Equiangular Polygon Sums - Concept

Let's say I tell you, you have ten-sided
figure it's eqiangular.
What's going to be the measure
of one of those angles.


To find that out we have
to first back up.
There's two key terms.
equiangular and regular that are going
to apply to what we're talking about here.


The first one is equiangular which means
that all the angles in the polygon
are congruent.
It doesn't have to do anything
with the sides. It just means the angles.
You can remind yourself of that because
it look like we have the word angle
here.


Regular combines equilateral
and equiangular.
It says that all angles and all sides
must be congruent to each other.


So we look at these two
polygons right here.
We have two pentagons, only one
of these are equiangular.
Well, here we have all sides
marked as congruent.
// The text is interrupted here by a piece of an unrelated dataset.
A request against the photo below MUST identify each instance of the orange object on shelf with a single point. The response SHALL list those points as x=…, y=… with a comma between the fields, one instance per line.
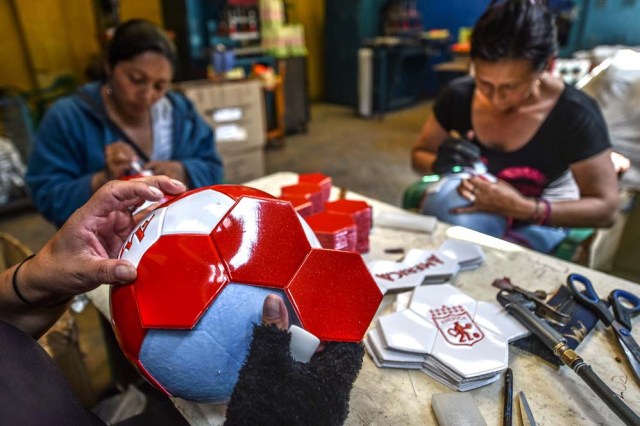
x=461, y=47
So this is not equiangular.
If we look at this pentagon right here, all
of your angles are marked as congruent
to each other.
So, yes, this one would be equiangular.
If you put these together, you have a regular
polygon, which is like this hexagon
right here.


Notice that all the sides are congruent
to each other, and all the angles are
congruent to each other.
But how do we calculate the measure
of one of those angles?
Well, to do that we need to look
at our polygon angle sum.
We said that the sum of the angles in
a polygon is equal to N minus 2 times
180. To find that, we said how many triangles
can we draw in a polygon.
And that was always the number of sides
minus 2. The sum of the angles
in the triangle is 180.


So if you want to find just one angle
in a regular polygon, you're going to
take this formula, which is the quantity
of N minus 2, times 180, and
since all the angles are the same, you
can just divide by the number of
angles that you have.


So you're taking this formula and you're
dividing by the number of sides that
you have in your equiangular polygon
or in your regular polygon.